И здесь во всем этом рассказе о страданиях и муках, выпавших на долю несчастного русского народа, он ставит вопрос, который, кстати, уже был до него поставлен Буниным в его «Днях окаянных» или Максимом Горьким в «Несвоевременных мыслях». Ведь вся проблема в том, что мучили, издевались над русскими не иностранцы, не завоеватели, а такие же русские люди. Что в этой жестокости от системы, от необходимости насытить все общество парами страха, без которых оно не могло существовать, а что от нашей русской души? Такой вопрос не мог поставить Ф. Достоевский в своих «Записках», ибо он не ставил под сомнение цивилизационные основы тогдашней российской власти. Откуда эта русская страсть мучить друг друга? Ведь все эти конвоиры и надзиратели, которые мучили пересыльных, заключенных, были совсем недавно, до того момента, как на них надели синие шинели, простые, обычные русские люди. В «Архипелаге Гулаг» А. Солженицын приводит множество примеров подобной жестокости. «Упал старик под мешком – комсомольцы-надсмотрщики пинают его ногами»[76]
. «Двух расконвоированных девушек, пойманных на том, что они бегали к дружкам на мужскую колонну, охранник привязал к лошади и, сидя верхом, прогнал их по степи»[77]. И везде опасное для современной России напоминание о родстве жестокости НКВД с жестокостью гестаповцев. «Кто смеет проверить цензорш – сотрудниц КГБ? Они часто облегчали себе работу – сжигали часть писем, чтобы не проверять. А что твое письмо не дошло, – всегда можно свалить на почту. В Спасске послали как-то арестантов отремонтировать печь в цензуре, – те нашли там сотни неотправленных, но еще и не сожженных писем, – забыли цензоры поджечь… Эти цензорши МГБ, для своего удобства сжигавшие душу узников, – были ли они гуманнее тех эсэсовок, собиравших кожу и волосы убитых?»[78].Иван Ильин в то время, когда А. Солженицын оказался в Гулаге во второй половине сороковых, сформулировал свое понимание подлинного русского патриотизма, который, с его точки зрения, должен был соединить любовь к России со способностью видеть слабые стороны своего народа, «честно и мужественно выговаривать их и неустанно бороться с ними». «Национальная гордость, – настаивал Иван Ильин, – не должна вырождаться в тупое самомнение и плоское самодовольство, она не должна внушать народу манию величия. Настоящий патриот учится на политических ошибках своего народа, на недостатках его характера и его культуры, на исторических крушениях и на неудачах его хозяйства. Именно потому, что он любит свою родину, он пристально и ответственно следит за тем, где и в чем народ не находится на надлежащей высоте…». И Иван Ильин, кстати, как и авторы сборника «Из глубины» (1918 год), верил (и здесь Федор Степун во многом повторяет их идеи), что рано или поздно русская душа проснется и осознает преступность и идей коммунизма, и созданного на ее основе общества, восстанет против абсурдности, изуверства, жестокости созданной большевиками политической и экономической системы, против ужаса самоубийства России. И ужас этого самоубийства России, писал Семен Франк, «…ужас этого зрелища усугублялся еще тем, что это есть не убийство, а самоубийство великого народа, что тлетворный дух разложения, которым зачумлена целая страна, был добровольно, в диком, слепом восторге самоуничтожения, привит и всем народным организмом»[79]

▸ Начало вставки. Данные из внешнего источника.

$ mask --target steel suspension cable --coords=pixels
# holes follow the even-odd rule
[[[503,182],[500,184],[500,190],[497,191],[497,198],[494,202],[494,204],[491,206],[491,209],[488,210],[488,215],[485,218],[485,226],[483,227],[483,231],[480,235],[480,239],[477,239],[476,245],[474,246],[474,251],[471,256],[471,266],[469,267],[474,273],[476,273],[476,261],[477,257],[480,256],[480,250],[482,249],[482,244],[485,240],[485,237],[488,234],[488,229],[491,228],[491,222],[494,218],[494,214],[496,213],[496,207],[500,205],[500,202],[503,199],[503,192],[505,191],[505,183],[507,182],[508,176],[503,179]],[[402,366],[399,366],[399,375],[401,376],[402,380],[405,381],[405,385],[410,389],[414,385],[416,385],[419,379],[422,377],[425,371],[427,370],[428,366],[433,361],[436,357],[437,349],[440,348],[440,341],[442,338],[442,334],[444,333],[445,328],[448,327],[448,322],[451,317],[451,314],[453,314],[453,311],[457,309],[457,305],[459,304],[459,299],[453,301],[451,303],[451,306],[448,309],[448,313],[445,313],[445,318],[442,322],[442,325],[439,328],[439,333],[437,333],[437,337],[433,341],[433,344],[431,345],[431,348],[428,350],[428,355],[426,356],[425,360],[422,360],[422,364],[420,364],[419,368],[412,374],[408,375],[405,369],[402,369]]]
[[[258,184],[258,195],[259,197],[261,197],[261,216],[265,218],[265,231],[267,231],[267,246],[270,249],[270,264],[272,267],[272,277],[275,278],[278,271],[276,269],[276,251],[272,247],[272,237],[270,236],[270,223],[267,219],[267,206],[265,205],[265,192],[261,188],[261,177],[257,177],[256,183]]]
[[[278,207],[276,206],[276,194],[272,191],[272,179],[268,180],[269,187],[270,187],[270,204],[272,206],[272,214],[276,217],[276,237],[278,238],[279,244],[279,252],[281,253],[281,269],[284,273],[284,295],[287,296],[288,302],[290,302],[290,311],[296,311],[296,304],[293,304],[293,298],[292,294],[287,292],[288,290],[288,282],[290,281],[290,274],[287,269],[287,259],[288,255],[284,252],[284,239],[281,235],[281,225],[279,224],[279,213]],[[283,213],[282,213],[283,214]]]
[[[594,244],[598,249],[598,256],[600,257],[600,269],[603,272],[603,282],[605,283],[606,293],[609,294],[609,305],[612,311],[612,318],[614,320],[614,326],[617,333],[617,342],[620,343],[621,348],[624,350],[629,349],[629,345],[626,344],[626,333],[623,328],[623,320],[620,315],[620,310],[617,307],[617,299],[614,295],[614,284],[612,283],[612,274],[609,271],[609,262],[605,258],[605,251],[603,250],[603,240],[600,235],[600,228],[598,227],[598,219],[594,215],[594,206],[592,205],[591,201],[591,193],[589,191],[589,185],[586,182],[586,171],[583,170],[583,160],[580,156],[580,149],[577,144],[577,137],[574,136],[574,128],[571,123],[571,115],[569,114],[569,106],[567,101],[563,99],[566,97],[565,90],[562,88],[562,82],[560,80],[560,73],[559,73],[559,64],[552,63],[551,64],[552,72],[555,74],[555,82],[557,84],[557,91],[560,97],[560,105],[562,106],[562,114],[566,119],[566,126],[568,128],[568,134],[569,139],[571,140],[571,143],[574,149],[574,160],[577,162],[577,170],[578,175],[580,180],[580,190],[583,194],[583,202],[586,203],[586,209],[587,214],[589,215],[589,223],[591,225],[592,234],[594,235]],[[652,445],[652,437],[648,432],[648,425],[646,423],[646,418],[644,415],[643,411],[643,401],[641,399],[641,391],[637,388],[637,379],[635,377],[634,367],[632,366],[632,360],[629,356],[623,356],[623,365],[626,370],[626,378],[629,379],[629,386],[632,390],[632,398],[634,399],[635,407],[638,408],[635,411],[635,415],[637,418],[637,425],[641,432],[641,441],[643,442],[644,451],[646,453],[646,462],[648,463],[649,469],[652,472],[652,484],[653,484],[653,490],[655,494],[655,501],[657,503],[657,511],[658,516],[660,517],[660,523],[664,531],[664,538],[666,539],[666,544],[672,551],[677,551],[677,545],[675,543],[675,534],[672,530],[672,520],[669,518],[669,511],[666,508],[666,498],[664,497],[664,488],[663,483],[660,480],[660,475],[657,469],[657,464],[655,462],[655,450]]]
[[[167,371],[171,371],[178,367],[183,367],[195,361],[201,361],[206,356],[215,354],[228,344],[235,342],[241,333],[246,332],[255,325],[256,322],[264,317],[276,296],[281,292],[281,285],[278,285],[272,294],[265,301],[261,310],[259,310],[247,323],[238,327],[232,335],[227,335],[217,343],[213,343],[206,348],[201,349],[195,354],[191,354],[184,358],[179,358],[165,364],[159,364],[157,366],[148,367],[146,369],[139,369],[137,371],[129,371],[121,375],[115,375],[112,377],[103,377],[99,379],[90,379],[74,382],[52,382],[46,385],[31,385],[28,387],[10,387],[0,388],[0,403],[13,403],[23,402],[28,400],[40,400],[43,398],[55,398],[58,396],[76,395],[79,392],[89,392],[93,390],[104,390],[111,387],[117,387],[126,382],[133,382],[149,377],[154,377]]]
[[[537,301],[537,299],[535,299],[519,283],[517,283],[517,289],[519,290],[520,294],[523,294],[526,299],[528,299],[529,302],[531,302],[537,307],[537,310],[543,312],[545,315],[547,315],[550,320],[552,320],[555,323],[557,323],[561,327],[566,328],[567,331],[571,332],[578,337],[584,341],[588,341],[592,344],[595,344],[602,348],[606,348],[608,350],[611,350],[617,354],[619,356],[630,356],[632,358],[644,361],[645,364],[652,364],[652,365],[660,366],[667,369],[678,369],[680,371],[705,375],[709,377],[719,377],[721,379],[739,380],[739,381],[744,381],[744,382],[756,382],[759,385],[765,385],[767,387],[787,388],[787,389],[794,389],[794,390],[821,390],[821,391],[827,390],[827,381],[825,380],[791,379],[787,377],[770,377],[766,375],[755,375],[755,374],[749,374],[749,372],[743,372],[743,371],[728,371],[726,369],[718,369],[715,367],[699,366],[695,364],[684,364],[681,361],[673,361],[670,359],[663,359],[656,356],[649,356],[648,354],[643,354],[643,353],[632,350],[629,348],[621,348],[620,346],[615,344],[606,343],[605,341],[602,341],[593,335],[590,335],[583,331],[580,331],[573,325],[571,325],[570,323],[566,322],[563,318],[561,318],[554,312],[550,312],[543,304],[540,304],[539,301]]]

. Но при всем этом Семен Франк здесь же, в знаменитой «De Profundis» говорит, что «если России суждено еще возродиться, – чудо, в которое, вопреки всему, мы хотим верить, более того, в которое мы обязаны верить, пока мы живы – то это возрождение может быть теперь лишь подлинным воскресением, восстанием из мертвых с новой душой к совсем иной, новой жизни. И первым условием этого возрождения должно быть полное, окончательное осознание как всей глубины нашего падения, так и его последних, подлинно-реальных духовных причин… Подобно утопающему, который еще старается вынырнуть, мы должны отрешиться от головокружительного, но одуряющего водного тумана и заставить себя понять, где мы и как и почему попали в эту бездну. А если даже нам действительно суждено погибнуть, то и тогда дух жизни влечет нас погибнуть не в сонном замирании жизни и воли, а с ясным сознание, передав векам и народам внятный, предостерегающий голос погибающего, и чистое, глубоко осознанное покаяние»[80].